There are lots of situations to use a Hollow Belly, but early and late-day schooling fish is really productive. Cast it out over 30 feet of water where the fish are schooling, count it down to 10, and start winding it slowly back to the boat. This bait will stay in the desired, 8-foot range all the way back to the boat. It does not matter if the fish are suspended in less than 10 feet of water or more than 40, the Hollow Belly gets to where the fish are and stays there.
One of the reasons that the bait is so effective is because you can wind it slower than most other swimbaits and still get the natural appearance and action. That is also the reason you can use it for so many things: wind it on the surface, count it down for deeper fish, fish it in and around grass or skip docks—it does it all.
I rig the Hollow Belly two ways. When fishing shallow, I rig it weedless with the hook that comes in the package. You can have lower hook-up ratios when you rig any bait this way because the hook has to pierce both the bait and the fish’s mouth. But the Hollow Belly is softer and like the name says, has a hollow belly, making it much easier to get the hook in any fish that strikes.
If fishing open water, I rig it with the treble hook. I take a slip sinker and put it inside the bait’s belly. I then take a needle and thread it through the nose of the bait, through the slip sinker and out the belly. On the end of the needle I tie my line. When I pull the needle through, it pulls the line through the nose of the bait, through the weight and out of the belly where I can attach the treble hook. This is great for schooling bass.

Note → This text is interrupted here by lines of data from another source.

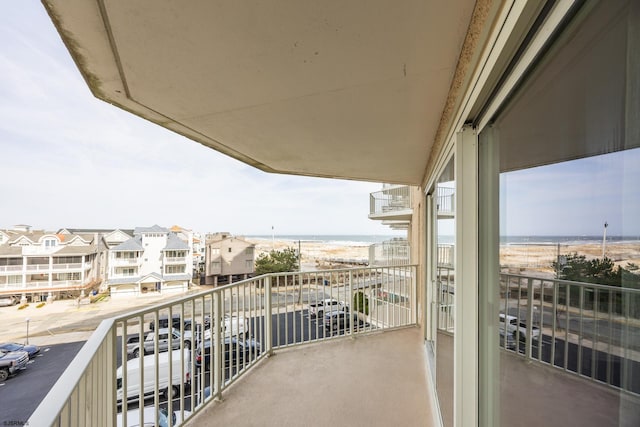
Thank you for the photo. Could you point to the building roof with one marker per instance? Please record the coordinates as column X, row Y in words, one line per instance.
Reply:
column 76, row 250
column 175, row 243
column 10, row 251
column 153, row 229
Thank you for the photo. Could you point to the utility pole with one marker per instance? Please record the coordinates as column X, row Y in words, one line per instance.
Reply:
column 604, row 239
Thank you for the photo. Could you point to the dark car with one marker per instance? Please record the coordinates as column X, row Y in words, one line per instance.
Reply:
column 237, row 351
column 338, row 320
column 32, row 350
column 163, row 322
column 11, row 362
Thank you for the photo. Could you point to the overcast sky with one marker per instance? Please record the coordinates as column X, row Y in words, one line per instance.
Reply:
column 70, row 160
column 574, row 198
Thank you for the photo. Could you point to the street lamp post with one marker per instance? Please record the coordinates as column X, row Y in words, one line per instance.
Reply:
column 604, row 239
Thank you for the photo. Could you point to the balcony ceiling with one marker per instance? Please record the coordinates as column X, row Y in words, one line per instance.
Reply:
column 336, row 89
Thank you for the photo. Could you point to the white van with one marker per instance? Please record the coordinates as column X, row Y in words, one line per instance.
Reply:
column 169, row 389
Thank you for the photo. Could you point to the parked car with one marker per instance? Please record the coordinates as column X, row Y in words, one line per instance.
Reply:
column 11, row 362
column 149, row 416
column 236, row 350
column 32, row 350
column 169, row 387
column 318, row 308
column 234, row 326
column 149, row 344
column 6, row 301
column 507, row 340
column 517, row 329
column 176, row 319
column 338, row 320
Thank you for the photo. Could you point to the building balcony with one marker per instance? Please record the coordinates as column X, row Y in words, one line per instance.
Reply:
column 10, row 268
column 75, row 266
column 392, row 203
column 446, row 202
column 390, row 252
column 123, row 262
column 373, row 380
column 369, row 372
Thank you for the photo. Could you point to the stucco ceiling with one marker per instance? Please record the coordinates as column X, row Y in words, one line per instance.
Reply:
column 329, row 88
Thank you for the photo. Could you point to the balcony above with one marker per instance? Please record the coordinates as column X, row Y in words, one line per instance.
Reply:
column 371, row 380
column 392, row 203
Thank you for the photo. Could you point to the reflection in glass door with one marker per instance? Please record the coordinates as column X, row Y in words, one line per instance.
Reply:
column 444, row 289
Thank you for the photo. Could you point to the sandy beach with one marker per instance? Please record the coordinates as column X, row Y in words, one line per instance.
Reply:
column 64, row 320
column 539, row 257
column 315, row 254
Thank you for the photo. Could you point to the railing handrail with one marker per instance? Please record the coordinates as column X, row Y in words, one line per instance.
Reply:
column 51, row 406
column 575, row 283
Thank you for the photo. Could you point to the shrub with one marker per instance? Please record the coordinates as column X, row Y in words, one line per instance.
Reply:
column 361, row 302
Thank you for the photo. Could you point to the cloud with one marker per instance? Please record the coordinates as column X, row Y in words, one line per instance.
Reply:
column 70, row 160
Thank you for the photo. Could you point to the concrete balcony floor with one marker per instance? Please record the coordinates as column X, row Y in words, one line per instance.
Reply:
column 377, row 379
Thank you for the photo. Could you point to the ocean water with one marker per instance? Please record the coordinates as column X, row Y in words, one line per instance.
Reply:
column 564, row 240
column 368, row 239
column 334, row 239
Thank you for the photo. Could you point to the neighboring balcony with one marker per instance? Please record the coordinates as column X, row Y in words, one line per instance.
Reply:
column 390, row 252
column 392, row 203
column 446, row 202
column 125, row 262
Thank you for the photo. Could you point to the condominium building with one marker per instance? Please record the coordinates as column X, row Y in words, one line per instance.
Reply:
column 37, row 265
column 228, row 258
column 153, row 260
column 505, row 116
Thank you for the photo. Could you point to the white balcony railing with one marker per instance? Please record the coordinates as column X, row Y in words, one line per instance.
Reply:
column 115, row 262
column 390, row 252
column 584, row 329
column 74, row 266
column 275, row 309
column 446, row 255
column 37, row 267
column 445, row 199
column 390, row 199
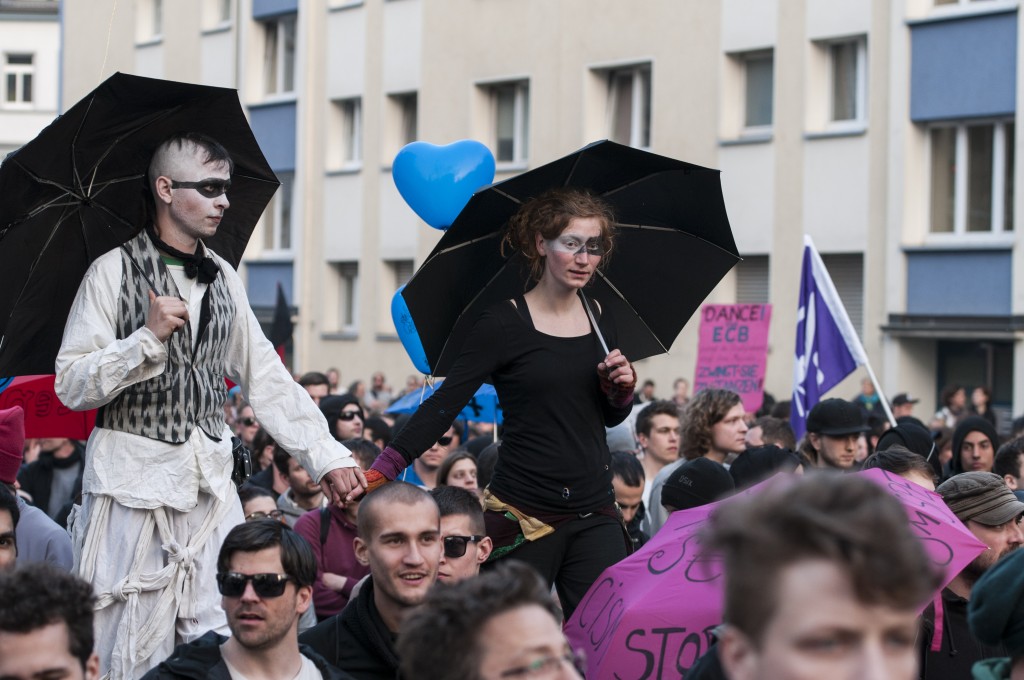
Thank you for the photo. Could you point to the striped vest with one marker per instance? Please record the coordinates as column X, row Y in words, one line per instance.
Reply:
column 190, row 391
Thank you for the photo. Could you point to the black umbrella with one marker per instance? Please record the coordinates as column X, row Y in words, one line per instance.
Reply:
column 78, row 189
column 673, row 246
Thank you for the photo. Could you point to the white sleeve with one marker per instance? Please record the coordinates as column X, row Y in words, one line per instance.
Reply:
column 93, row 366
column 283, row 407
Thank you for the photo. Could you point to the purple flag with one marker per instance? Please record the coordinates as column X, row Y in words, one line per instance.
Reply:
column 827, row 346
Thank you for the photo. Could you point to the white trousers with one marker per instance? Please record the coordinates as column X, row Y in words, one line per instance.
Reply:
column 154, row 576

When using a Hollow Belly, I use a medium-heavy casting rod, nothing shorter than seven feet. If I am using heavy line in shallow water, I will go with a heavy-action rod, but the medium works best because you want the bass to actually eat this bait a little before you set the hook. When I feel a bite, I drop the rod tip and make sure they are running with it before I set the hook, not a big, sweeping hook set like fishing a crankbait. Plus, with the medium action, you can cast further and more accurately.
For line, I use 15- to 20-pound fluorocarbon line so it does not break off on the hook set. Turning those swimming fish can create a lot of shock on the line. Of course, the more cover in the water, the heavier line you will need. If I am skipping docks with the Hollow Belly—a great way to catch bass in the summer—I will switch to smaller weights and monofilament line.
Boyd Duckett, from Demopolis, Ala., is the 2007 Bassmaster Classic winner and currently fishes the BASS Elite Series.